Rep. Greg Walden, R-Ore., chairman of the House Communications and Technology Subcommittee, gives the FCC a top grade on its broadband report released Tuesday.
"The process leading to the FCC's report on 'Measuring Broadband America' was exemplary. The Commission selected a commercial vendor through open, competitive bids; used a transparent process to partner with stakeholders; and leveraged its technical expertise," Walden writes in a statement emailed around Wednesday.
"As a result, the Commission and its partners designed and completed a path-breaking study helpful to all broadband consumers."
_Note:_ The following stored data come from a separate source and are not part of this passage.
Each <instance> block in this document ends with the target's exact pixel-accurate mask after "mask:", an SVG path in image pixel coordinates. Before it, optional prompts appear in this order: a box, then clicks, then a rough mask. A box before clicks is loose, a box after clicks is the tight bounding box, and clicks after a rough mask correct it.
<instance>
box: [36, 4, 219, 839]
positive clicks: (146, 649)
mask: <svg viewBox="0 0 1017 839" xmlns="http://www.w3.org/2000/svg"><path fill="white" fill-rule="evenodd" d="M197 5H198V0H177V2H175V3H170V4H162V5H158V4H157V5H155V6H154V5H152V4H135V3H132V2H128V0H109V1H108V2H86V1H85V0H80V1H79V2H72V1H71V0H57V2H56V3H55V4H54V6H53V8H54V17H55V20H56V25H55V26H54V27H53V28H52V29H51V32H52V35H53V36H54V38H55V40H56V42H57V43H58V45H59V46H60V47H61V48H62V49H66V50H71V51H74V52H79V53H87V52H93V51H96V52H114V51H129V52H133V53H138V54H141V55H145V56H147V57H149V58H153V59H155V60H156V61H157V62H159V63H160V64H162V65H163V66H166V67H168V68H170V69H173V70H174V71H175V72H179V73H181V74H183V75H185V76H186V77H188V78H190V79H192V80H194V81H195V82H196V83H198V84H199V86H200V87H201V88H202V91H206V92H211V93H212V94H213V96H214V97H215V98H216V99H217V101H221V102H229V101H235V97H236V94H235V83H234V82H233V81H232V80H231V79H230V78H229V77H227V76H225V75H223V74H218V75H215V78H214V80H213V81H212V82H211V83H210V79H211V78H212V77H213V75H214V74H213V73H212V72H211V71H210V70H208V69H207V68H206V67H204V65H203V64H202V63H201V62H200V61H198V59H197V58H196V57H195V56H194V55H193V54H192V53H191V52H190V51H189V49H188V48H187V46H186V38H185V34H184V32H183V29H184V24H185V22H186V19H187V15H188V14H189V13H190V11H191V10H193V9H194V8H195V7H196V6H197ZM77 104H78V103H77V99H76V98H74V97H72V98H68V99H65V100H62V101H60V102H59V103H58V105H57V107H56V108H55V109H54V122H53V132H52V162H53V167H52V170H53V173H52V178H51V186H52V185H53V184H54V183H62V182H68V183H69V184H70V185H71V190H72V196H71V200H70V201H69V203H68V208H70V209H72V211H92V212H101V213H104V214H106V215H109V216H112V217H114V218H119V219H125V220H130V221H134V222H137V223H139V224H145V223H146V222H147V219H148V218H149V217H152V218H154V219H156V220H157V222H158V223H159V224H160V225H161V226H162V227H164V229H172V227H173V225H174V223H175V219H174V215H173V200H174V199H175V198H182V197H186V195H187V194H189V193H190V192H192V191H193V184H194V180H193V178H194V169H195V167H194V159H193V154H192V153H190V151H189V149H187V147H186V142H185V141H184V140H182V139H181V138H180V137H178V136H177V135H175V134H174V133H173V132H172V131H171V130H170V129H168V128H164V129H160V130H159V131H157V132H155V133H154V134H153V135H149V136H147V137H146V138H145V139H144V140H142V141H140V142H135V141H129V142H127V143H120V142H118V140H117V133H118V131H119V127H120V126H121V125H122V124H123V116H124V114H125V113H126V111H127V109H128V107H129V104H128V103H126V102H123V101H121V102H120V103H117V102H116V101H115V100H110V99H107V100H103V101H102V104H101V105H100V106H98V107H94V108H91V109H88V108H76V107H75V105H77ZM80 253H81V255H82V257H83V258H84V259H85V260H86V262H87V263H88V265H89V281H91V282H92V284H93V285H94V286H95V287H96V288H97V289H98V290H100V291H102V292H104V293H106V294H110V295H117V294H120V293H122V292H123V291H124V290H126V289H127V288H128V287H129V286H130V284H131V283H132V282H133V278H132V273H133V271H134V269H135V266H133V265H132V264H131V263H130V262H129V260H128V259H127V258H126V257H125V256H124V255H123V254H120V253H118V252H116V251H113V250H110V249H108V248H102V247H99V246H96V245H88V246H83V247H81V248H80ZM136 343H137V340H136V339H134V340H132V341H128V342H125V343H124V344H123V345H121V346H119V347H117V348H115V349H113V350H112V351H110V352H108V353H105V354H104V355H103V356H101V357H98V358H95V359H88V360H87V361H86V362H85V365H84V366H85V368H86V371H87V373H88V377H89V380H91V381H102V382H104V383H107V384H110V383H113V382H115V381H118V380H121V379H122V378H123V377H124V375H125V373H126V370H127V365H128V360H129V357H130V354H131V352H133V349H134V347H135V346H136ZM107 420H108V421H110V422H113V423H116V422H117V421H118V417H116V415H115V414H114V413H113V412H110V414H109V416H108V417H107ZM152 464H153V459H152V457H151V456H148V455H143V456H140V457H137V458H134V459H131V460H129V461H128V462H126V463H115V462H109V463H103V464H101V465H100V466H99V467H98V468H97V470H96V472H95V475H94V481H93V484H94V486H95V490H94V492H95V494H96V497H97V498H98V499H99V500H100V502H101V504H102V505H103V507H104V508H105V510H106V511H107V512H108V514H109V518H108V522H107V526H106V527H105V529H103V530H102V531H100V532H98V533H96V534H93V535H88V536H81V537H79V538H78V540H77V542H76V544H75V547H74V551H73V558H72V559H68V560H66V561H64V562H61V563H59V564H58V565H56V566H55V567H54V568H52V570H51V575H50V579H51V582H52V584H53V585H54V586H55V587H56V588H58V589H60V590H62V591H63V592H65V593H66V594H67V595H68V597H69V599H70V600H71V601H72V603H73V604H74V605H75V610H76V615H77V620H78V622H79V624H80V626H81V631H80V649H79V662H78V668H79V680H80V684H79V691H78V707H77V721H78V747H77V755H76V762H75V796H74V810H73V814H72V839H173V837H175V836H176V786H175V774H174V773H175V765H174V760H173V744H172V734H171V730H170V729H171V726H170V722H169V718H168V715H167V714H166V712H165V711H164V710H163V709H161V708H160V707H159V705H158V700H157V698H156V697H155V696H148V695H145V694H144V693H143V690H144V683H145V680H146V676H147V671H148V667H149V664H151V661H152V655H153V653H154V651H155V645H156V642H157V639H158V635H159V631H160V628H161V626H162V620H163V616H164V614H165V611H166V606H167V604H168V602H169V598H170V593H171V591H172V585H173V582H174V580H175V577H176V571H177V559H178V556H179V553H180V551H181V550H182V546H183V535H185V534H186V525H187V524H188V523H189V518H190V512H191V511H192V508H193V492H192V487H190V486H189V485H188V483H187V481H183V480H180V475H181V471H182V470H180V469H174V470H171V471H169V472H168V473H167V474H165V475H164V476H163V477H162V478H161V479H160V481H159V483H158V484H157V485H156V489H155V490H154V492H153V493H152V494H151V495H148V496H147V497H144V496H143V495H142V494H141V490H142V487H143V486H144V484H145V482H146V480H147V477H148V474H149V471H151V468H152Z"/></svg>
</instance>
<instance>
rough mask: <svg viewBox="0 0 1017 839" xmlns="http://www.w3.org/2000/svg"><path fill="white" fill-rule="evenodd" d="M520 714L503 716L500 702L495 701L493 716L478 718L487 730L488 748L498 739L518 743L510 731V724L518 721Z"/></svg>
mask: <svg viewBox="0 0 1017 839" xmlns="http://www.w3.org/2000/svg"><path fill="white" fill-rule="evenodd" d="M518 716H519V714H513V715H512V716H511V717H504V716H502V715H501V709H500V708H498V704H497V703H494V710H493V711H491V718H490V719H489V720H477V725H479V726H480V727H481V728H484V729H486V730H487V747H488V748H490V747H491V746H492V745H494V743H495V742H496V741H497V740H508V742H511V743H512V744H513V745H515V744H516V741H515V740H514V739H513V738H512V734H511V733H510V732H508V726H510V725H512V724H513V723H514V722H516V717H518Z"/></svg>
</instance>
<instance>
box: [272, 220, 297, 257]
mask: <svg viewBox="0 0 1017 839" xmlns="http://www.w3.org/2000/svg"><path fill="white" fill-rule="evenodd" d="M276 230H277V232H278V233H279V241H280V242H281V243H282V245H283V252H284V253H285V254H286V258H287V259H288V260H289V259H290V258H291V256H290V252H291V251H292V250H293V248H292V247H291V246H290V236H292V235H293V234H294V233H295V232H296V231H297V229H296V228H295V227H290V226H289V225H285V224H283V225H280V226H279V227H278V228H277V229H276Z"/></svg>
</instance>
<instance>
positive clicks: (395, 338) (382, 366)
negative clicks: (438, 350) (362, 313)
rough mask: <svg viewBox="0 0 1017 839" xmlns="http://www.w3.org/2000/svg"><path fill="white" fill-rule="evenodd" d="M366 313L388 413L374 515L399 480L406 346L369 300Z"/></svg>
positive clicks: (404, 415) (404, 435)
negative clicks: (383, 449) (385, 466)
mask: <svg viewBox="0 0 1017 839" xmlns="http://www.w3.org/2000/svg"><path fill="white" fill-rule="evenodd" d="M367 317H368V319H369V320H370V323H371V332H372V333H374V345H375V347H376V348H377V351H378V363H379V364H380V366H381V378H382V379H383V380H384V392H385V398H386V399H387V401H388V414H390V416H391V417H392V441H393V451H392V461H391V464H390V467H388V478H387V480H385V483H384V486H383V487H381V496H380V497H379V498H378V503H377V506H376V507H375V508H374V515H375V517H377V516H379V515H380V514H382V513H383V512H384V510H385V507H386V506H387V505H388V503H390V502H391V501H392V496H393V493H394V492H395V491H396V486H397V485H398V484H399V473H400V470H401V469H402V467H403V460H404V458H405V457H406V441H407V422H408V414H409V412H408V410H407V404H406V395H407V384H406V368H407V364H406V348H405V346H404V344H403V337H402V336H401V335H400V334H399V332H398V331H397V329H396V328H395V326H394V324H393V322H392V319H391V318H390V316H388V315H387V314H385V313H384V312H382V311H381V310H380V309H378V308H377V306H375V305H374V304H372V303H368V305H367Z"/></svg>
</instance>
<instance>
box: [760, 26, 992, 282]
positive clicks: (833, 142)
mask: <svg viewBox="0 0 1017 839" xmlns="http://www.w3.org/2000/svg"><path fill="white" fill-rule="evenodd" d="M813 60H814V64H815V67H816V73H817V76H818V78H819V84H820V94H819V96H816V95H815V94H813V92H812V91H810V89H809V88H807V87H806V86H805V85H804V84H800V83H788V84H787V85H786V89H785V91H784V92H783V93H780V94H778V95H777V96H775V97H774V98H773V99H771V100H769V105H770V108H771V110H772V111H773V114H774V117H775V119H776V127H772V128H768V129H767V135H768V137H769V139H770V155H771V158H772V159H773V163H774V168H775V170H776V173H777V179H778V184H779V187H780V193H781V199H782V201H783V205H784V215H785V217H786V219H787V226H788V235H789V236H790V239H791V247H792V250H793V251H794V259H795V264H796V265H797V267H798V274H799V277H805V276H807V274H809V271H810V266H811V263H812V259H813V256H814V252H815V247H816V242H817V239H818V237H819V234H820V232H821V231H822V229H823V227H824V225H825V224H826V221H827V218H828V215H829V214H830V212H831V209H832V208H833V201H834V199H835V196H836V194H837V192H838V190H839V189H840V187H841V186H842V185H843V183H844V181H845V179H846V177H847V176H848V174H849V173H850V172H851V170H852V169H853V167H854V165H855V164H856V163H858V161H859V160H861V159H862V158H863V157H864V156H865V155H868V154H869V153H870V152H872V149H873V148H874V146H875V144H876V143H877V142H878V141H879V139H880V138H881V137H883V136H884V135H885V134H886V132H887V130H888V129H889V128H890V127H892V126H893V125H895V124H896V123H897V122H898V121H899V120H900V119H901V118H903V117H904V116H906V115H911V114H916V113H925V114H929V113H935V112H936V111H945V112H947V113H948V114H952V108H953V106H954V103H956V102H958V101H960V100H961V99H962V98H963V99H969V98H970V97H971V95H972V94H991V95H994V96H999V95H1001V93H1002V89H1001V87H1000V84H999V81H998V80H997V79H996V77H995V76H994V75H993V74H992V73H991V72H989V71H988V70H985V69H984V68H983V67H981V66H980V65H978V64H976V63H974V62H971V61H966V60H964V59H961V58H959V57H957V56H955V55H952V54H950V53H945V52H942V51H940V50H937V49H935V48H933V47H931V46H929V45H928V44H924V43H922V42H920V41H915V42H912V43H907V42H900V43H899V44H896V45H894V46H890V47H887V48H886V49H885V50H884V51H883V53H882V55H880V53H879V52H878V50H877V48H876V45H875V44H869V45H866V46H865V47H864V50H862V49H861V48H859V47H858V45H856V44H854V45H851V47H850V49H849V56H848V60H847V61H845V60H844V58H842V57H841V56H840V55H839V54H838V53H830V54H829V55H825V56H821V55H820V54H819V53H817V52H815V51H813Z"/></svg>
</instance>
Walden is less pleased about an FCC release this week of program-carriage rules. Under the rules, cable operators may not suddenly dump videos from independent program vendors to try to gain leverage in contract disputes. The rules lays out requirements and procedures for asking the FCC for permission to temporarily freeze terms of an existing contract. The Media Access Project and some other consumer groups praised the FCC's ruling.
But Walden doesn't like how the FCC went about the process.
"The FCC based these rules on a four-year-old Notice of Proposed Rule Making that did not provide the text of a single proposed rule and did not clearly indicate a standstill rule was on the table," Walden complains. "Regardless of one's position on the merits of the ruling, this needlessly opens the order to challenge and weakens the FCC's credibility."